Salon Kitty (Tinto Brass, 1976)
Surprisingly, this film has a lot more to offer than the simple thrills that one would usually associate with the mere thought of Naziploitation. In actuality, I had a really good time watching it, and it was certainly far exceeded my meagre expectations. Margherita is a wonderful character; she is cute, smart, and easy to go along with. Kitty (played by Ingrid Thulin, hah), is also an interesting character, but for very different reasons. Even the choreographed and sexualised dance sequences don’t come off as tacky, but rather as artistic, unabashed exhibition. There is a lot to see and a lot to think about, and even more to just react to viscerally. Though the ideas behind the narrative may be simplistic, even overdone, I have never seen them rendered like this, and as such the film manages to feel bright and original, even today.

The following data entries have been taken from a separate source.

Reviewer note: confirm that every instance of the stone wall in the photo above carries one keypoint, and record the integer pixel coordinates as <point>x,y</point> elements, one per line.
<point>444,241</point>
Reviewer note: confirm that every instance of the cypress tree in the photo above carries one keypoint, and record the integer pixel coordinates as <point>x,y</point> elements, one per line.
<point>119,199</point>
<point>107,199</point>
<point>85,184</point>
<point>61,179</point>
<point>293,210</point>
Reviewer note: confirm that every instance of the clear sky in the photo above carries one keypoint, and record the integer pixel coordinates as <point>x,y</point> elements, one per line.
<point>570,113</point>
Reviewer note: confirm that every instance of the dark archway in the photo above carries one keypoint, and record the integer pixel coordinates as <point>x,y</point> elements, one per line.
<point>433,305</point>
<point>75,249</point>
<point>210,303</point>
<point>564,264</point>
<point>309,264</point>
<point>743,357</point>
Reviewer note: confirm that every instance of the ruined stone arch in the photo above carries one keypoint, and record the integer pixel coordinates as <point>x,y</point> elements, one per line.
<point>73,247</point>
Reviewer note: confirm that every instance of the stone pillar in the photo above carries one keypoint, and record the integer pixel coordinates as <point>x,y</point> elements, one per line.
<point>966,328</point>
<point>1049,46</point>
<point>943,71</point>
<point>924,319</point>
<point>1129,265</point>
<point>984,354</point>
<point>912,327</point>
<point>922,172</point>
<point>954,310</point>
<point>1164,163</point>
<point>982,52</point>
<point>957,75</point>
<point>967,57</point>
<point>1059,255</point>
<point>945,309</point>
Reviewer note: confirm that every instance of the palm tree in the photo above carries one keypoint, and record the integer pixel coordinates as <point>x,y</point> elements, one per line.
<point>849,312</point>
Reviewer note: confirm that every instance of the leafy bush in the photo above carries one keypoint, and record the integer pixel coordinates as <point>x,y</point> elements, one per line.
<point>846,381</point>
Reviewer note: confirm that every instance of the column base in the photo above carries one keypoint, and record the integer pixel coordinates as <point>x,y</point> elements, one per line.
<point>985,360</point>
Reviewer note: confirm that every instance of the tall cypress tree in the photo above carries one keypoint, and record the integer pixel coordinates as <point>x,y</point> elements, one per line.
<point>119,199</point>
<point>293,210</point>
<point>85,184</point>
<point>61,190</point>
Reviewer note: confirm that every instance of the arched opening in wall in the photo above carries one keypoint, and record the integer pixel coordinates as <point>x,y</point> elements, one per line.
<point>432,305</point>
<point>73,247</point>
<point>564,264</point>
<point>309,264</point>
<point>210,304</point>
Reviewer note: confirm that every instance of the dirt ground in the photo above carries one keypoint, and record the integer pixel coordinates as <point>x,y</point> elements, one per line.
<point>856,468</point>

The story revolves around a group of carefully chosen women who have been put together in a brothel to serve Nazi men during WWII. Naturally, such a premise will entail a lot of sex, and with Salon Kitty it most certainly does, but there is something organic about the erotica and nudity which gives it a homely quality, and doesn’t make me feel nearly as dirty as it should, especially considering the abhorrent sexual encounters that are depicted throughout. Behind this elaborate setup is the real, more sinister purpose of the brothel: to spy on the Nazi customers in hopes of recording material that can then be used by an egotistical Nazi officer for blackmail. It can get pretty complex at times. On a visual level, the film is a success; the camera work is grand, the costume and set design are alive and immersive, and the editing is more than sufficient. It is key that nothing on the production side of things be shoddy, as such deficiencies would seriously detract from a film with such lurid subject matter. Luckily, this film holds it together until the credits roll, and overall delivers a compelling, stylistic punch.